For some time now, my life has revolved around little car-based errands.  They fitted in with Perran and Carenza’s need for driving practice.  It was my attempt to make myself feel I was achieving something in spite of the fact that I was spending all my time slumped grumpily in the passenger seat of my Fiesta.  We would drive to the next town to pick up an order from PC world, or to our nearest retail park to solve wardrobe crises at Next or M&S. (Just what should a middle-aged trainee teacher wear? Children can be very cruel, you know.)

Trouble is, the practice driving stopped on Tuesday when both the twins passed their test.  We’ve decided not to pay the exorbitant motor insurance rates as they will soon be off to university.   So no practice is now needed.

My irritating errands, however, have carried on, since I am in the habit of setting them up – getting items delivered next day to a nearby store, for instance, rather than them arriving at our house a week later when I’m out.

However, I need a return to sanity now – back to two wheels rather than four.  This morning I undertook my final errand – to pick up a bicycle basket.

Wednesday, 4 September 2013

Cheesy photo

After the twins both finally passed their driving test within one hour of one another, I felt cheated that I didn't have the obvious photo of them tossing their L plates in the air.
They must still have been pretty happy about passing because this morning they very kindly obligingly trooped out onto the drive to pose for the photo without blackmail or even bribery.


Take 1

"You forgot to smile, Perran."
"Sorry- got a nasty sore throat."



 
 





Take 2

"Perran was throwing but Carenza wasn't."
 "Sorry."
"Sorry."









Take 3

"Carenza was throwing but Perran wasn't."
 "Actually, Mum, since you and Dad aren't paying our motor insurance, that's probably enough for now."

 

Tuesday, 3 September 2013

What the L

When the twins were aged two and potty training, I booked myself some time “working at home”.  A colleague rang me with a query and as I answered her I must have sounded somewhat distracted.  The reason:

Perran had momentarily lost control and weed on the kitchen floor.  He was so frustrated with himself that he began bawling loudly.  Carenza, eager to see what the matter was, came racing round the corner, skidded in the wee and fell flat on her back in the puddle.  She too began to cry at the top of her lungs. 

“What’s that noise?” asked  Dr Edwards on the other end of the phone.
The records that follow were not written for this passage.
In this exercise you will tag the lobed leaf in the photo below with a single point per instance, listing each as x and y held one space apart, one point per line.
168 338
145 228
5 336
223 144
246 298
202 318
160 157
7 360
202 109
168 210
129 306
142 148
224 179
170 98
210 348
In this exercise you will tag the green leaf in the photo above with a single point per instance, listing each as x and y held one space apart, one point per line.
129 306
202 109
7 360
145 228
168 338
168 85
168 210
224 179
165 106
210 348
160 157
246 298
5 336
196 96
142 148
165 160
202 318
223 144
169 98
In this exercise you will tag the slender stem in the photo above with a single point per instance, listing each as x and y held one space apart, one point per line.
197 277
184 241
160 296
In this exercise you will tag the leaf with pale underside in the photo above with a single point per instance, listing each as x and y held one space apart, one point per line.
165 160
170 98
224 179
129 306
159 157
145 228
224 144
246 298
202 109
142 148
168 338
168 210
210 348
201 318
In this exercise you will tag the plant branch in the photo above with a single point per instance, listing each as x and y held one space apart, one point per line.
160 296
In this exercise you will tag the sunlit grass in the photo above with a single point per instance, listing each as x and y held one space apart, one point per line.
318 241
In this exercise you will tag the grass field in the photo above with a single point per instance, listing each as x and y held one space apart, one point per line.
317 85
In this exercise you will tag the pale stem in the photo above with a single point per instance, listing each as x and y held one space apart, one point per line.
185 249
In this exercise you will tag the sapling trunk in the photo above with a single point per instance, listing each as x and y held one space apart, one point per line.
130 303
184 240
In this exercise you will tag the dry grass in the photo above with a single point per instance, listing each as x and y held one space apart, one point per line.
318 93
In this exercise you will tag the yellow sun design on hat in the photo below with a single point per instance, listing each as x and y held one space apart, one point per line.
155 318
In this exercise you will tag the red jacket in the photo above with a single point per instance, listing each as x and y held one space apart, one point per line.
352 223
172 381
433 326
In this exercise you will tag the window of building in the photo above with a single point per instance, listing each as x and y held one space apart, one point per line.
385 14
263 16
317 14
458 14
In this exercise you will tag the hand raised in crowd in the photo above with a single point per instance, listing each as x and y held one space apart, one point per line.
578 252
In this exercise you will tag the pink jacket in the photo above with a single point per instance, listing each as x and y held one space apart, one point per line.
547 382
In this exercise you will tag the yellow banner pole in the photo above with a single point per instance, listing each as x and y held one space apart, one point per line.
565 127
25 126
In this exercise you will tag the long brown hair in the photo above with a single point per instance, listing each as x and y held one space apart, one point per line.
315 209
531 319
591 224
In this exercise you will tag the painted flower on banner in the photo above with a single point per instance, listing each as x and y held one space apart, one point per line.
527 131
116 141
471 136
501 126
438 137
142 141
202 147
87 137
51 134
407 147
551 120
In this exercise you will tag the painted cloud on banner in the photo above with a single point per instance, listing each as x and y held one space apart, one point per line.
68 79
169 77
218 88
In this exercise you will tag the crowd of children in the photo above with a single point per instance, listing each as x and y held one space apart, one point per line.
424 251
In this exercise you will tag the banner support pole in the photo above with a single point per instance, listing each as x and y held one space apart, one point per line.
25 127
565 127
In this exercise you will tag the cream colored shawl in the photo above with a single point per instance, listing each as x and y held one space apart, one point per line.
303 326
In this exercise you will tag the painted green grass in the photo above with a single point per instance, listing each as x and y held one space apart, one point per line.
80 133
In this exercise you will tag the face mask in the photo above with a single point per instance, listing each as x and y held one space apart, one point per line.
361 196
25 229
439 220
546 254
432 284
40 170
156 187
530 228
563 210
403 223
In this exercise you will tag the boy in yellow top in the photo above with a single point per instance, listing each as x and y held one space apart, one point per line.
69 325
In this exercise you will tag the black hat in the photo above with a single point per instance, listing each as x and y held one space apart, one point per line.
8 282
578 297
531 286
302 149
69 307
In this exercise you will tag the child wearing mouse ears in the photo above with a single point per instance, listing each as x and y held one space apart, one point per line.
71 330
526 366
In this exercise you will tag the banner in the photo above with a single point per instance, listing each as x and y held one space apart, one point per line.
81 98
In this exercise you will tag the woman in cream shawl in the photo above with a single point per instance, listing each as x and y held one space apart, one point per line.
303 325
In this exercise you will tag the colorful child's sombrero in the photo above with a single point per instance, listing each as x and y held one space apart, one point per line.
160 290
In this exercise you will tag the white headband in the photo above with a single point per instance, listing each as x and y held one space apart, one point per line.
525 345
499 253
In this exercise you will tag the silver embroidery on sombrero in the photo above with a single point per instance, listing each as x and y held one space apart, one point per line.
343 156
“Nothing.  Er, I really have to go now.”

Then there was potty-training on a trip to Edinburgh Zoo, when Carenza, feeling warm and secure on Daddy’s knee, had a little wee.  It was a bit chilly, but eventually, the breeze dried Nigel’s trouser leg.  Then she got back on his knee and did it again.

And potty training at York Railway Museum.  They each liked to have their own potty, so we felt a bit conspicuous carrying two of them, ill-disguised in plastic bags.

But let me say now that potty training twins was as nothing compared to teaching them to drive. 

So it is with huge relief that I can announce the fact that they both passed their driving tests today.

I wanted to take a cheesy celebration shot of them both but they have each gone out with a friend – for a walk.